Why Does Modelling Salary Changes Feel So Inconsistent in IB Maths?
Salary modelling is one of the most confusing financial contexts for IB Mathematics: Applications & Interpretation students. Unlike simple interest or fixed investments, salaries change in ways that feel irregular and unpredictable. Raises may be annual, percentage-based, capped, delayed, or combined with bonuses, which makes modelling feel inconsistent.
IB uses salary modelling to test whether students can handle realistic financial complexity, not tidy textbook growth. The difficulty lies in interpretation, not calculation.
Why Salary Growth Is Not a Simple Pattern
Many students expect salaries to follow a clean arithmetic or geometric sequence.

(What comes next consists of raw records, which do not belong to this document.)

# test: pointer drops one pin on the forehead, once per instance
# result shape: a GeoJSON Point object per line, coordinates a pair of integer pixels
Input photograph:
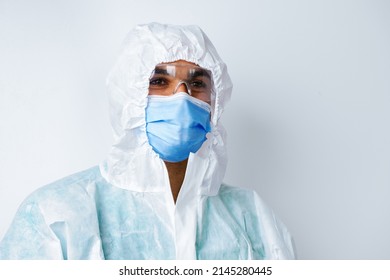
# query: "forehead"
{"type": "Point", "coordinates": [182, 63]}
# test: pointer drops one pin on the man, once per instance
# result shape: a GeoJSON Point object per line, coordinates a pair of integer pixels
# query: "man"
{"type": "Point", "coordinates": [159, 194]}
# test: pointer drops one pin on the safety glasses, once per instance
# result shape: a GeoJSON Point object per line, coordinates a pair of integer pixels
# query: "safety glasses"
{"type": "Point", "coordinates": [168, 79]}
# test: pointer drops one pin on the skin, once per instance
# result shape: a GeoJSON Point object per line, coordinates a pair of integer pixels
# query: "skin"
{"type": "Point", "coordinates": [177, 170]}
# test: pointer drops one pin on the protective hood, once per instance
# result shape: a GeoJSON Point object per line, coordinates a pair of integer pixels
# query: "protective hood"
{"type": "Point", "coordinates": [132, 164]}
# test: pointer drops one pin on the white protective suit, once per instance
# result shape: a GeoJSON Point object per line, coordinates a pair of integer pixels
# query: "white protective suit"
{"type": "Point", "coordinates": [124, 208]}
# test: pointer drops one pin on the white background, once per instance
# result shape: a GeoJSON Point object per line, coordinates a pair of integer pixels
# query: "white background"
{"type": "Point", "coordinates": [308, 122]}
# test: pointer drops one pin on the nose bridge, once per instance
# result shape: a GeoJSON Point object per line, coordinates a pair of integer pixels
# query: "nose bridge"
{"type": "Point", "coordinates": [182, 86]}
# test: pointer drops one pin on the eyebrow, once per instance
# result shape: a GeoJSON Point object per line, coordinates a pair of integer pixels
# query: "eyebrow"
{"type": "Point", "coordinates": [161, 71]}
{"type": "Point", "coordinates": [200, 73]}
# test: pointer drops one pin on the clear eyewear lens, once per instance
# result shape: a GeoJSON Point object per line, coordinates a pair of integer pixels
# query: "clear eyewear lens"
{"type": "Point", "coordinates": [169, 79]}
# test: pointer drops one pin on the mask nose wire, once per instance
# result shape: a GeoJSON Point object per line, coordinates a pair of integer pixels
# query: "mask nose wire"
{"type": "Point", "coordinates": [181, 83]}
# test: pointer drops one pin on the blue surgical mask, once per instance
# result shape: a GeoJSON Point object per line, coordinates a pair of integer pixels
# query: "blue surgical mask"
{"type": "Point", "coordinates": [176, 125]}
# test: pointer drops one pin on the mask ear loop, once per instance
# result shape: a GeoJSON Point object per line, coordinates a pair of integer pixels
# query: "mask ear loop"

In reality, salaries often involve:
- Percentage raises
- Fixed bonuses
- Thresholds or caps
- Irregular timing
IB expects students to recognise that salary growth is piecewise and conditional, not uniform. Treating it as a single clean sequence often produces unrealistic results.
Why Percentage Raises Cause Confusion
Percentage raises feel similar to compound interest, but the context is different.
Students often forget that:
- Raises apply to the current salary
- Raises may stop after a certain time
- Raises may differ year to year
IB frequently penalises answers where students apply a constant growth factor without checking whether the raise structure actually remains consistent.
Why Bonuses and Caps Break Simple Models
Bonuses and salary caps disrupt sequence-based thinking.
A fixed bonus does not compound, while a percentage raise does. Salary caps introduce limits that stop growth entirely. IB expects students to adjust their model when conditions change rather than forcing a single formula across all years.